Businesses have a consumer “trust” problem. And the problem is getting worse. Every day, the news headlines are filled with organizations selling, abusing, and mishandling consumer data. And with gray areas that come with advanced data-driven capabilities such as artificial intelligence (AI) and machine learning (ML), we are headed towards some interesting times.
According to a recent Deloitte survey of 4,000 global consumers, 53% said they would never use a company’s products if the company was selling consumer data for profit, and 40% believed none of an organization’s profits should be generated from selling data. However, 27% of respondents acknowledged that they never consider how a company uses their data to make vendor selections. Herein lies the challenge. While some data abuse is malicious, a large portion of trust and data privacy problems are derived from companies’ lack of strategy or understanding the risks and rewards.
In a data-driven, digital-first world, trust and transparency are essential ingredients to bake into every strategy, touchpoint, system, policy, and process. That’s why business leaders can’t afford to wait for regulators or government bureaucrats to pass new data and privacy laws. Rather than wait, businesses can thrive by taking control of their data trust, transparency, and privacy agenda.
What does “trust” mean in the digital world?
Let’s define how consumers and business buyers think about trust.
Bottom line: Both the acquisition/retention of customers and shareholder value rely on positive digital trust. But what happens when trust and transparency are not essential ingredients in the way you do business? Exhibit A is the difference between two digital tech juggernauts—Apple and META (formerly Facebook).
Apple draws a hard line on the use of customer data, how data is shared, and how data is protected. The trust Apple has built not only drives enterprise valuation ($2.5 Trillion), but also allows the company to enter new markets more easily. For example, Apple is using software and data to enter into the electronic car market, which is projected to hit $358 billion by 2027.
On the other hand, Facebook’s data policies and how member data is handled and protected are largely opaque. META ($948 billion valuation) leadership and brand experts did not feel the company’s brand trust was strong enough to enter new markets. As a result, they changed the company name last month. This is a dramatic example of a brand and data trust and transparency problem.
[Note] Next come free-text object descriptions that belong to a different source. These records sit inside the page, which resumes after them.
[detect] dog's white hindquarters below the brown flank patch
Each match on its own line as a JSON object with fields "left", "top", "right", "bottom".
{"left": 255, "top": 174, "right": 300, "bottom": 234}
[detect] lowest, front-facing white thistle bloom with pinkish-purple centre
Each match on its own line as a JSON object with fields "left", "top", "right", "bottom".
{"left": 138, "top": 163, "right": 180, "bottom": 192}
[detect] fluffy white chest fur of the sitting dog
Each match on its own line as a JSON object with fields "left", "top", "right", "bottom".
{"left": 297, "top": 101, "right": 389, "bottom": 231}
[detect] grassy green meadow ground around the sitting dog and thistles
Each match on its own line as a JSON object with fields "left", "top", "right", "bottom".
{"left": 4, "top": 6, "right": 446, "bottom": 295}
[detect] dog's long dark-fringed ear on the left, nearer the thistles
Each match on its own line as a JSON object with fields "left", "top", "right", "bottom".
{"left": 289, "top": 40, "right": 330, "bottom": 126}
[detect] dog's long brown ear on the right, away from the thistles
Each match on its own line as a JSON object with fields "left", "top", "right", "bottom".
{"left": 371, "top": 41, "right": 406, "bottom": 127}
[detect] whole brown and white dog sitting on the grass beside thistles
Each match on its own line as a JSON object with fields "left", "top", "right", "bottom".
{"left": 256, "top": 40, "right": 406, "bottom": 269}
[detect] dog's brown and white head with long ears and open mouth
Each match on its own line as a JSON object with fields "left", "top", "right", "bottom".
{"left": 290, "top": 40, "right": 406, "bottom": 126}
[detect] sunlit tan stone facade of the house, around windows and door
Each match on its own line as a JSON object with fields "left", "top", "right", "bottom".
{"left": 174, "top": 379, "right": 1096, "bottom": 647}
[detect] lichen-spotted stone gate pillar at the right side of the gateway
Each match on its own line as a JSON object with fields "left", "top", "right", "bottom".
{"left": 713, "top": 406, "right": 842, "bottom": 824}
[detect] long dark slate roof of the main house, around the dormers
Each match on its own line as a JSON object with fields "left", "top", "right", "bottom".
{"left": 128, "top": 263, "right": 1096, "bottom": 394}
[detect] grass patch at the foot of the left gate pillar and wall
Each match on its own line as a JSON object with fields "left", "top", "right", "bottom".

AI accelerates the trust + transparency imperative
Investing in AI or ML is another reason to rethink and prioritize trust and transparency strategies. With advanced, data science-driven capabilities exploding, the trust and transparency gap will only grow. Millions of businesses, universities, and tech companies around the globe are racing to unleash AI and ML to predict, think, and learn faster and smarter.
Many privacy advocates fear the shortcuts being taken and the already mounting examples of AI going rogue. To create trustworthy human-machine interactions that require hundreds of millions of data points, we must have transparency with proactive education on how AI and ML are being used. “Open up your AI black box” is the rally cry being shouted from leading trust and privacy advocates who warn of the fallout of not having safeguards in place.
Data privacy everywhere is the smart move
While AI and ML are advanced capabilities, we should not ignore trust and transparency required for handling all data types. We must earn customer, market, and investor trust every day in every interaction. To do this right, we need both hard-and-fast data policies and a company culture of trust. Here are practices companies and brands can enact to build a trust and transparency culture:
Ways to Build a Data Trust and Transparency Culture
- Align data policies with company mission and purpose to guide your people and process
- Proactively share your policies and processes versus burying details in the fine print
- Disclose how data is collected and shared, including naming third-party data sources and partners
- Provide clear communications on how customers, consumers, and users benefit from sharing their data and/or the use of AI
- Partner with digital trust and safety organizations, such as Georgetown’s Center on Privacy and Technology, to help create and adopt a trust culture and policies
- Design for relevance, not just personalization, so communications is not offensive or “creepy” if messaging misses the mark. Remember, data and AI models aren’t always perfect!
- Use data in aggregate rather than only at the individual level
- Form a cross-functional team that ensures legal and industry compliance. It’s important to proactively monitor and prepare for new data regulations and privacy laws.
Take control with a proactive strategy
Ensuring adherence to compliance regulations and data privacy laws is table stakes. As more data protection and privacy regulations are passed—such as the General Data Protection Regulation (GDPR) in Europe and the California Consumer Privacy Act (CCPA) in the United States—companies can use these regulations as a catalyst to build trust. Emerging and existing data laws and regulations should be proactively reviewed and the resulting data processes, practices, and policies transparently shared.
It is the business leaders’ responsibility to protect consumers and guide employees in creating a transparent, trusted environment. If you still aren’t convinced that establishing trust is a smart business investment, digital brand and safety tracking organizations show that the most highly trusted brands perform 5 to 7 times better than their counterparts. Now that’s data you can trust!